Verantwortung geben – Vertrauen schenken
Was schon im unternehmerischen Alltag Standard sein sollte, bekommt in „Zeiten wie diesen“ nochmals einen ganz besonderen Stellenwert: Es erleichtert allen aktuell verantwortlich Handelnden in unserer Sparkasse, dass wir vor einigen Monaten – noch unabhängig von „Corona“ – ganz ausdrücklich Signale in unsere Führungsmannschaft und darüber hinaus bei vielen Gespräche im gesamten Unternehmen an alle Mitarbeitenden gegeben haben, wie wir uns vorstandsseitig die Zusammenarbeit in der Sparkasse wünschen. Ich bin froh, dass wir derzeit schon auf diese erste Vermittlung unserer Gedanken für eine nachhaltige Leistungs- und Führungskultur bauen können.
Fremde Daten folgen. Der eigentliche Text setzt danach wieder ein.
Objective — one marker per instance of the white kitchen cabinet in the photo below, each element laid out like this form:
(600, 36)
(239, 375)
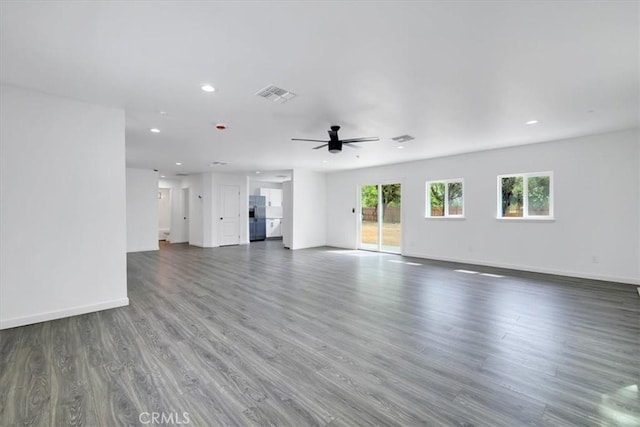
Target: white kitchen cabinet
(273, 196)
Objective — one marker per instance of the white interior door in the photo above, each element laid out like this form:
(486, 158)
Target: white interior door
(185, 215)
(229, 213)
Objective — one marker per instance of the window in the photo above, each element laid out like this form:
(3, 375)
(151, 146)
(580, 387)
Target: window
(445, 199)
(526, 195)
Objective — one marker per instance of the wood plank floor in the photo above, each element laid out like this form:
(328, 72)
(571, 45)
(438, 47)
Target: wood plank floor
(258, 335)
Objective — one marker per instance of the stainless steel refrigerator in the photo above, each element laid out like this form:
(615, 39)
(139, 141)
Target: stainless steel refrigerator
(257, 220)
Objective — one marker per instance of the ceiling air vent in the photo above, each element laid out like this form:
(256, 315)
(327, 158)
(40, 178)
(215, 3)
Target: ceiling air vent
(276, 94)
(403, 138)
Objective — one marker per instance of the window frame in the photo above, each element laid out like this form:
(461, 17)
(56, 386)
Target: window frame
(525, 197)
(446, 214)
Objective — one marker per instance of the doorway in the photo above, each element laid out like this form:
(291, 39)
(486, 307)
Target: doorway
(380, 219)
(185, 216)
(164, 214)
(229, 212)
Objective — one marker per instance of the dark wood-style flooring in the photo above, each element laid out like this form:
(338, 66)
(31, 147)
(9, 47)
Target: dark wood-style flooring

Gerade für diejenigen, die insbesondere in der Arbeit des Krisenstabes derzeit in besonderer Weise Verantwortung tragen, ist es wichtig, in einem Gefühl zu handeln, dass die getroffenen Entscheidungen Bestand haben und nicht etwa später – auch bei vielleicht dann bestehender besserer Einschätzung – kritisiert werden. Eine Corona-Pandemie hatte noch keiner von uns zu bestehen, so dass es hier ein „Besserwissen“ per se gar nicht geben kann. Vielmehr sollte man auf den kollegialen, kooperativen und hier und da durchaus konstruktiv-kritischen Dialog bei der Entscheidungsfindung – gerade innerhalb des Krisenstabes – vertrauen. Ein positives (Vor-)Leben einer Vertrauens- und auch Fehlerkultur ist hier meines Erachtens eines der Gebote der Stunde.
Wer diese Art der Zusammenarbeit erlebt, will sie nie wieder missen; auch wir als Vorstand nicht.

PRAXISTIPPS
- Nutzen Sie die Arbeit eines Krisenstabes zur Erleichterung der Unternehmensführung.
- Organisieren Sie eine effiziente, zeitnahe und ressourcenschonende Kommunikation und machen Sie die Vorgehensweisen des Notfallmanagements angemessen transparent.
- Machen Sie klar, dass der Krisenstab keine anderen Funktionen innerhalb der Sparkasse ersetzt und die normalen Verantwortlichkeiten – neben den spezifischen Aufgaben des Krisenstabes – fortbestehen.
- Leben Sie eine offene Vertrauens- und Fehlerkultur vor. Auf einer solchen „klimatischen“ Basis lässt sich auch eine schwierige Phase wie aktuell als „Sparkassen-Schicksalsgemeinschaft“ besser durchleben.